A tree, planted in memory of the first victim of the German far-right terrorist group, NSU, has been destroyed by suspected neo-Nazis, authorities said Friday.

German Chancellor Angela Merkel's spokesman Steffen Seibert strongly condemned the attack and called for a full investigation into the crime.

"The killing spree of the NSU, which has been undetected over a long period of time, really is a shame for Germany," Seibert said during a regular press conference in Berlin. "Remembering victims of this killing spree ... We owe this to the victims, their families but also to ourselves ... to our struggle for democracy and pluralism in our country," he stressed. The memorial tree for Enver Şimşek, the NSU's first victim, was planted last month in the eastern town of Zwickau, where the terrorist group's three members lived from 2000-2011.

The shadowy neo-Nazi group killed at least eight Turkish immigrants, a Greek worker and a German policewoman in seven years from 2000-2007. The German public first learned about the group's existence in 2011 when two of its members died during a bank robbery attempt.

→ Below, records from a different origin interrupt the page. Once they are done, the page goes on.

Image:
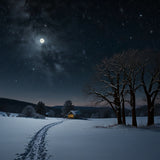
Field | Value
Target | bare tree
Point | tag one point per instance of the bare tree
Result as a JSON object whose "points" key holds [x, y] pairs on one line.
{"points": [[132, 71], [150, 79], [110, 85]]}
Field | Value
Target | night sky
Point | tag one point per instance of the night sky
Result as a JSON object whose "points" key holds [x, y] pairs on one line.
{"points": [[77, 35]]}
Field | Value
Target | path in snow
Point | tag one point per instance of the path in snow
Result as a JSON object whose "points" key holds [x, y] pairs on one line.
{"points": [[36, 149]]}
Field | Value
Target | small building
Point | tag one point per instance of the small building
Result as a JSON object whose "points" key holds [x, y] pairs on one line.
{"points": [[73, 114]]}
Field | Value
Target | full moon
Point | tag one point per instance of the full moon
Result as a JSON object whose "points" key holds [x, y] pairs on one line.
{"points": [[42, 40]]}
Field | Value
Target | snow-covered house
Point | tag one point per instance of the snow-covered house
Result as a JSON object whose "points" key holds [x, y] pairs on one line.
{"points": [[73, 114]]}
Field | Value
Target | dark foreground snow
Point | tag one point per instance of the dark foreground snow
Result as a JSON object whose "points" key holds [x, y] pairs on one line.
{"points": [[35, 139]]}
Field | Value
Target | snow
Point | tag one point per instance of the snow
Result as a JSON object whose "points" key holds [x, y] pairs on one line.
{"points": [[16, 133], [79, 139]]}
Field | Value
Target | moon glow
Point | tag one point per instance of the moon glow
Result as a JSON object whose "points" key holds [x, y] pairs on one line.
{"points": [[42, 40]]}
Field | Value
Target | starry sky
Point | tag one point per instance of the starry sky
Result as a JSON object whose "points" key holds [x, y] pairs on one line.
{"points": [[77, 34]]}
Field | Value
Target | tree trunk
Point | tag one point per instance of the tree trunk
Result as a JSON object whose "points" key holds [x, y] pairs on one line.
{"points": [[123, 112], [133, 105], [118, 113], [150, 113]]}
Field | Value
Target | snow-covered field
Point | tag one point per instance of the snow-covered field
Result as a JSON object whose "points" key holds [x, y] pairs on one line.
{"points": [[59, 139]]}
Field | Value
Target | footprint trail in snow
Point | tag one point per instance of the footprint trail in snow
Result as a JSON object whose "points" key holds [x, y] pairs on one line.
{"points": [[36, 149]]}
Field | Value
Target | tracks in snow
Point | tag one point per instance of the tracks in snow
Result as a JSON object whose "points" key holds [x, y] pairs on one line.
{"points": [[36, 149]]}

Until 2011, Germany's police and intelligence services ruled out any racial motive for the murders and instead treated immigrant families as suspects in the case and even harassed them for alleged connections with mafia groups and drug traffickers.

Georg Maier, Interior Minister of Thuringia where NSU members hailed from, says the murders are still not completely clarified. Speaking to Die Welt Friday on the murder of police officers Michele Kiesewetter by the gang, Maier said there were "still many questions unanswered."

"There are so many things about this case that I can no longer believe in coincidences," Maier said. He said NSU going undetected for years was "a failure of the state." He also linked the worrying rise of far-right extremism to "this attitude of indifference" to organizations like NSU.